This problem can be approached greedily. If we consider the leftmost room ~a~, Michael's leftmost chosen room ~b~ might as well be the rightmost possible room such that ~a~ and ~b~ are within ~D~ units of each other, since that'll cover not only room ~a~, but as many more rooms to the right of ~a~ as possible. In particular, if room ~c~ is the rightmost room which is within ~D~ units of room ~b~, then room ~b~ will cover all rooms between ~a~ and ~c~ (inclusive).

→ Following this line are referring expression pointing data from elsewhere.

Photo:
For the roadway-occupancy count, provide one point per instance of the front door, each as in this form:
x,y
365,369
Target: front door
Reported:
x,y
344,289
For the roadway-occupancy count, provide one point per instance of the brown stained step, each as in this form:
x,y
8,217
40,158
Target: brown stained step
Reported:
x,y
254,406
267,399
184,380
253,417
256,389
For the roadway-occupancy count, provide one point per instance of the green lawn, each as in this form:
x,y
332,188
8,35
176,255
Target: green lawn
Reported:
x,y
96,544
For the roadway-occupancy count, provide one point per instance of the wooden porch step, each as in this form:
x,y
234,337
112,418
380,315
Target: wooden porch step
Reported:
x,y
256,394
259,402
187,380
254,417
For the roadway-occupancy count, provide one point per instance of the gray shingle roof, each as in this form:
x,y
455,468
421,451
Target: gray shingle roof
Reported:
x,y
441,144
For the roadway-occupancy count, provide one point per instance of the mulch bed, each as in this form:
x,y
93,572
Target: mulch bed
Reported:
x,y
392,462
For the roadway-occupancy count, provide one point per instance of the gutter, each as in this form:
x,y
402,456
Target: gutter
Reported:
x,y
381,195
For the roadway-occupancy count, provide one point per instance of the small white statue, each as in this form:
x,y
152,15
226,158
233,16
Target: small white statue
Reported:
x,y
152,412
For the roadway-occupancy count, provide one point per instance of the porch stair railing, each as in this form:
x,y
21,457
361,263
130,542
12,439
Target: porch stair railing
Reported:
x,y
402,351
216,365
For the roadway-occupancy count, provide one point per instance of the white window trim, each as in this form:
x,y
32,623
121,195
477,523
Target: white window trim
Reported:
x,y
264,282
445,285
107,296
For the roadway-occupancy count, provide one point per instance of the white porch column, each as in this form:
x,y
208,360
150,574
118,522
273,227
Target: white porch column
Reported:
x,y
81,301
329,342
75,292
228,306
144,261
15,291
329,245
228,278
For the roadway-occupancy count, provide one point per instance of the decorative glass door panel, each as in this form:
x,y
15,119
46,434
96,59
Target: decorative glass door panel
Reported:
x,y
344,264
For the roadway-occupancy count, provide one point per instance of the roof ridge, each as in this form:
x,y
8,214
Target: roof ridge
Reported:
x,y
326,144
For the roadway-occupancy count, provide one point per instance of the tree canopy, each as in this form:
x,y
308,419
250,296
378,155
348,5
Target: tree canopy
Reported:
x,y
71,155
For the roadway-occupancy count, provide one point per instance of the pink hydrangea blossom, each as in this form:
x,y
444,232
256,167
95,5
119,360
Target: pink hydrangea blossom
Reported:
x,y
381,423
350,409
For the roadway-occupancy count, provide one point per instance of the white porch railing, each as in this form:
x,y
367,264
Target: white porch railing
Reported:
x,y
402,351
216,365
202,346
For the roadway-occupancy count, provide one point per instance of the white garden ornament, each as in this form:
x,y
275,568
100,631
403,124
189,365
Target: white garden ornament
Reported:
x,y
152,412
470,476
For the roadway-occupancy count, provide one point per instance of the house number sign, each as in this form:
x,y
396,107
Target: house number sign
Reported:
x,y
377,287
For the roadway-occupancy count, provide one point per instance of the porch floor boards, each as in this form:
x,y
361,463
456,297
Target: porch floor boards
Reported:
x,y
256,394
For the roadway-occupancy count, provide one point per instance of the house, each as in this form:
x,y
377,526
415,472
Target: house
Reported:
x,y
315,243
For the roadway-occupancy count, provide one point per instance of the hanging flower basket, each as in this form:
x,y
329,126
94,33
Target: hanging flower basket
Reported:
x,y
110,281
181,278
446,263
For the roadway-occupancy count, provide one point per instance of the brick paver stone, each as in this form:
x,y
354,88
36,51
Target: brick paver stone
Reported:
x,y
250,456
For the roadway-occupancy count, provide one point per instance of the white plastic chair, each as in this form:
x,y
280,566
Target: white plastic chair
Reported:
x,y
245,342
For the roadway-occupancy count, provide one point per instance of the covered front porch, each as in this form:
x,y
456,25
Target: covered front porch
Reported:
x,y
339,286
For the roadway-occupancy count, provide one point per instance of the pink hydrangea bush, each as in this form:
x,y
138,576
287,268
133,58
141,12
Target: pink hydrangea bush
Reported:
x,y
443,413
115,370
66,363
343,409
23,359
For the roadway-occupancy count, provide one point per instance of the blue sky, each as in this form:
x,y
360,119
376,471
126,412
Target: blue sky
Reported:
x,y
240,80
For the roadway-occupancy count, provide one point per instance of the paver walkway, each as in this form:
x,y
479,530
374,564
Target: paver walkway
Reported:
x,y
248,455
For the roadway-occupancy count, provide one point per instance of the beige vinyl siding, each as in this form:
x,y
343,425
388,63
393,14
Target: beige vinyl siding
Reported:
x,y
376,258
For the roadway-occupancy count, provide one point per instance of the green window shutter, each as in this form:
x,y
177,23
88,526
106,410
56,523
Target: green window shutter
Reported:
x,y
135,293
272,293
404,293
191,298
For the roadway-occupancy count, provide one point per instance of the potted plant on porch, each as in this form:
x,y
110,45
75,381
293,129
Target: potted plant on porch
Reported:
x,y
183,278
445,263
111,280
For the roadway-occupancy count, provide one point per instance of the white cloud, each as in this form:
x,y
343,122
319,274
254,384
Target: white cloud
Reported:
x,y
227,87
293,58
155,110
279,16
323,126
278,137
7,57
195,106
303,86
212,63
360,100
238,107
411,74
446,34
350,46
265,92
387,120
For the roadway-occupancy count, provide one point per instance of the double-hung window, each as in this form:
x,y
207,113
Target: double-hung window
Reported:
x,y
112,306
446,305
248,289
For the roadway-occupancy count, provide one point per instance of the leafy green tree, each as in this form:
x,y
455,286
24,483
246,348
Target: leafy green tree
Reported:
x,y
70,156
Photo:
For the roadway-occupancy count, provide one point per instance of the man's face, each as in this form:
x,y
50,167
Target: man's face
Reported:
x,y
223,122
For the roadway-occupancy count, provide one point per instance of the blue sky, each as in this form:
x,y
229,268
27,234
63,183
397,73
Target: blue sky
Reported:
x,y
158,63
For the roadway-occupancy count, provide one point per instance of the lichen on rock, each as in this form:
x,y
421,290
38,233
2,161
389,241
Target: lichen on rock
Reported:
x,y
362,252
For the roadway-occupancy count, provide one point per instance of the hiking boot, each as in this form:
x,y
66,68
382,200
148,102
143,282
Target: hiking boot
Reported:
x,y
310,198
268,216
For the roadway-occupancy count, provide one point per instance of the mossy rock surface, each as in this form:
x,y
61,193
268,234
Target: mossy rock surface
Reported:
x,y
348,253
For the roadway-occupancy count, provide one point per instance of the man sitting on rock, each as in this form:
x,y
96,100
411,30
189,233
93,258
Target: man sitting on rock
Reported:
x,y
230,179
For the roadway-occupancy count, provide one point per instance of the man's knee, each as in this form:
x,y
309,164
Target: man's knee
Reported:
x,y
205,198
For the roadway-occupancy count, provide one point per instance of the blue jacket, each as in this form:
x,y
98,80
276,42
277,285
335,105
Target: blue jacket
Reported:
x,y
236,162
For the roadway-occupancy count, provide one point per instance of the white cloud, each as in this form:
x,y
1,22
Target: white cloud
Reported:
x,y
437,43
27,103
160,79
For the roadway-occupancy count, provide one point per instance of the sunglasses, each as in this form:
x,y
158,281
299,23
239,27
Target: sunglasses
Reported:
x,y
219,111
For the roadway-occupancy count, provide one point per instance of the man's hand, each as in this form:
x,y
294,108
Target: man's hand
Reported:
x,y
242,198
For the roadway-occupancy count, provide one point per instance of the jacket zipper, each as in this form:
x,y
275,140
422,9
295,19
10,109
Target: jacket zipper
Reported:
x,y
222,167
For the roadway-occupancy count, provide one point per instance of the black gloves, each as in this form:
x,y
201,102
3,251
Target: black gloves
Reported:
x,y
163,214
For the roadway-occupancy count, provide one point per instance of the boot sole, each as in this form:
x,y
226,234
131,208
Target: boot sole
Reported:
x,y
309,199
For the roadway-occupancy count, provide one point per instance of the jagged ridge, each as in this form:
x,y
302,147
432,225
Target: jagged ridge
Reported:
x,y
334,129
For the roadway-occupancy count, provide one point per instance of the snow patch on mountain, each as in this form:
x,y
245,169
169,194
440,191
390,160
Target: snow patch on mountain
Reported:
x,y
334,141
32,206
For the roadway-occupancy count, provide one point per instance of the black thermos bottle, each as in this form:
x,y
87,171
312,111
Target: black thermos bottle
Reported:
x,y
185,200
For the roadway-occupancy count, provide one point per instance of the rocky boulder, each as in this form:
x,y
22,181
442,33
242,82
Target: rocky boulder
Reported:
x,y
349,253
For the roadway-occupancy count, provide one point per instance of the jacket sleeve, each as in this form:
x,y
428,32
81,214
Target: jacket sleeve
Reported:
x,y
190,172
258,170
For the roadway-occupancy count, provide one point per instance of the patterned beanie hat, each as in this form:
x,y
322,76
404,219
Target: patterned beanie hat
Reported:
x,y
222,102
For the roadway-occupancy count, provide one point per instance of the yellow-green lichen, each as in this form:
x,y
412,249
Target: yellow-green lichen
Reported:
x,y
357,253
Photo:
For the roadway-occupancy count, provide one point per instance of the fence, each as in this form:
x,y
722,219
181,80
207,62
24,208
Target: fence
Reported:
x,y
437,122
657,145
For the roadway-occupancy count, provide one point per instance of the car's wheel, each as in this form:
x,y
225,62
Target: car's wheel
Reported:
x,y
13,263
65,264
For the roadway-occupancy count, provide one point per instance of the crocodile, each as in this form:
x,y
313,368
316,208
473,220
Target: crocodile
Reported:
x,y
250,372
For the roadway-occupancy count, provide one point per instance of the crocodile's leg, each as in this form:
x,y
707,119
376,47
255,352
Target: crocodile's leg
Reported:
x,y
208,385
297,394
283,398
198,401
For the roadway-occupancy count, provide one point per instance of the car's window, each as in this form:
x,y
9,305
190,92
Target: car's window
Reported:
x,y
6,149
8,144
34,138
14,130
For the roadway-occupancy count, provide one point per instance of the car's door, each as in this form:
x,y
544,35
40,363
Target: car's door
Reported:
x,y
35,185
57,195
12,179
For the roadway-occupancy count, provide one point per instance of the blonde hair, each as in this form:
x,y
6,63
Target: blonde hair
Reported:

Therefore, if we can determine the locations of these ~3~ rooms ~a~, ~b~, and ~c~, then we can add room ~b~ to Michael's list of chosen rooms, and henceforth ignore room ~c~ and all rooms left of it, thereby reducing the problem to only the section of the hallway to the right of room ~c~. At that point, we can repeat this process until there are no more rooms remaining to the right of room ~c~.

The first step is to find room ~a~. Let's define ~a_1~ to be the leftmost character of room ~a~, and ~a_2~ to be its rightmost character (and similarly for rooms ~b~ and ~c~). ~a_1~ is simply the first . in the floor plan. ~a_2~ is then the character before the first # after ~a_1~.

The second step is to find room ~b~. The furthest character in range of room ~a~ is ~a_2+D~. If that character is a ., then it's inside room ~b~, and so ~b_2~ is the character before the first # after ~a_2+D~. Otherwise, room ~b~ must be to the left, so ~b_2~ is the last . before ~a_2+D~. We don't need to find ~b_1~.

The final step is to find room ~c~. The furthest character in range of room ~b~ is ~b_2+D~. We can repeat exactly the same process as above to find ~c_2~. Once again, at that point, we can add ~1~ to the answer (since Michael will need to visit room ~b~), and repeat the process with the remainder of the string to the right of ~c_2~.